Unfortunately, if the immune system becomes impaired, it is liable to attack the body’s own cells or tissues and create a harmful type of inflammation that becomes chronic, causing untimely aging and illness. When inflammation invades the body as an immune system overreaction, it may initiate a detrimental response to a new allergen, formerly innocuous. Worse, it can result in autoimmune diseases, such as systemic lupus erythematosus and diabetes. Autoimmune diseases have both acquired (obtained after birth) and hereditary component, often overlapping, and something we are learning we have more control over. Stress, exercise, and our diet DIRECTLY interact with our own DNA and can turn on and off good and bad genes.
Healthy weight and diet can keep the autoimmune DNA disposition of diabetes at bay.
Additionally, chronic inflammation within our microvascular system contributes to serious health conditions like heart disease, solid cancer (breast, colon, prostate), and dementia; also impacted by our stress, exercise, and diet DIRECTLY on the DNA responsible for the inner lining of our arteries: endothelial glycocalyx.
Here are some principal triggers of chronic inflammation. Learn them and make lifestyle changes to protect yourself from an inflammatory rampage.
Stress – Chronic stress keeps the body on “fight-or-flight” alert and is an inflammatory factor that can throw the immune system out of whack.

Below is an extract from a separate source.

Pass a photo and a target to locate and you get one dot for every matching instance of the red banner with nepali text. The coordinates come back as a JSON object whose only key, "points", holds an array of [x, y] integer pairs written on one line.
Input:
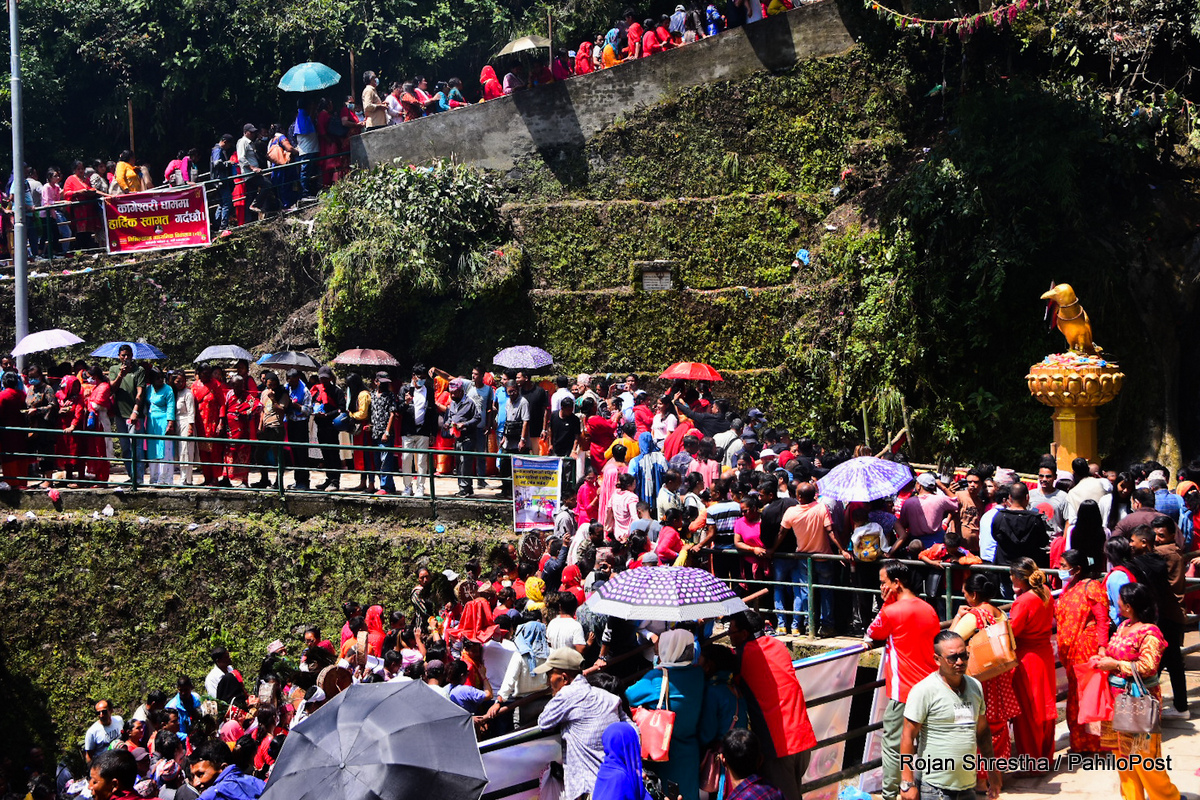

Environmental Toxins – Twenty-first century environment is filled with toxins, such as mercury, pesticides, and industrial chemicals. If you expect government agencies to protect your family from dangerous toxins, think again. It’s up to individuals to learn about common toxins and how to avoid them as much as possible. Check www.ewa.org for helpful guides to safer consumption and use.

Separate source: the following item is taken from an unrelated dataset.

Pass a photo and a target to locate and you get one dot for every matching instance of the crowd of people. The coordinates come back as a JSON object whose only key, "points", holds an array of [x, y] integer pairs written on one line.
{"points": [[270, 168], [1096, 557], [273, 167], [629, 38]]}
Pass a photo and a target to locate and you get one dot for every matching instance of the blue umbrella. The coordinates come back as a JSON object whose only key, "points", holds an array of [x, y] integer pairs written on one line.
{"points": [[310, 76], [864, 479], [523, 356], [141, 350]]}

Inferior Diet – Eating too much sugar, refined grains, processed foods, trans fats and other fats that oxidize when heated, including hydrogenated or partially-hydrogenated vegetable oils and margarine, can produce chronic inflammation. . While the Internet and numerous books tout a variety of “anti-inflammatory diet” plans, it’s wise to consult your primary care doctor before embarking on a special diet. If you eat a whole foods, high-fiber, heavily plant-based diet rich in phytonutrients (plant chemicals that are naturally anti-inflammatory) and consume healthy monounsaturated fats with omega-3 fatty acids and not chemically hydrogenated (good fat examples: olive oil, flaxseed oil, nuts, and avocados), you will go a long way toward improving your diet and keeping chronic inflammation at bay.
Exercise Deficiency – By now, most people are aware that a lack of regular exercise plays a role in many health problems.
Persistent Infections And Allergies – People who have chronic infections, caused by bacteria, yeast, viruses, or parasites, are likely to have body inflammation. . Uncontrolled food or environmental allergens also spark inflammation. A thorough physical checkup or allergy testing can lead to the correct diagnosis and treatment.
Do what you can to avoid chronic inflammation. It’s hazardous to your health.